Picky eating is common in children. Few studies have examined predictors of picky eating, and the association of picky eating with weight status and dietary quality is inconsistent in prior literature. We aimed to identify predictors of picky eating and to test the association of picky eating with child body mass index z-score (BMIz), dietary quality, and micronutrient intake.
This was a cross-sectional analysis of baseline data from a randomized controlled trial to prevent obesity among 506 preschoolers attending Head Start. Parents completed questionnaires to assess picky eating and child temperament. Three 24-hour dietary recalls were collected to assess dietary intake. Multivariate regression models assessed child, parent, and family predictors of picky eating; additional models tested adjusted associations of picky eating with child BMIz, dietary quality (measured by the Healthy Eating Index [HEI]), and micronutrient intake.
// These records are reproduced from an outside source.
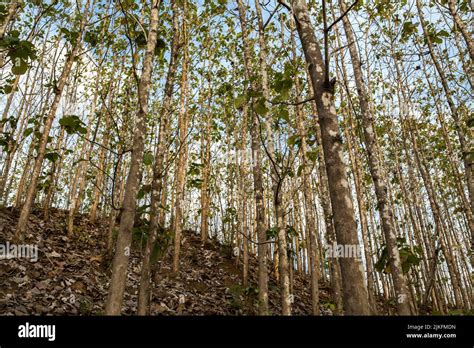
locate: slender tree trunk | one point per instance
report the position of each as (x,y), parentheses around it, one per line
(122,252)
(381,189)
(158,175)
(30,196)
(257,178)
(354,291)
Picky eating was predicted by male sex, older child age, and more difficult temperament but not race/ethnicity, maternal BMI, maternal depressive symptoms, household food insecurity, or single parent home. Picky eating was not associated with child BMIz or micronutrient deficiencies; it was inversely associated with total HEI score and servings of whole fruit, total vegetables, greens and beans, and total protein foods.
Pediatric providers should support parents in expanding the number of healthy foods the child eats to improve dietary quality, but reassure parents that picky eating is not associated with children’s weight status or micronutrient deficiencies.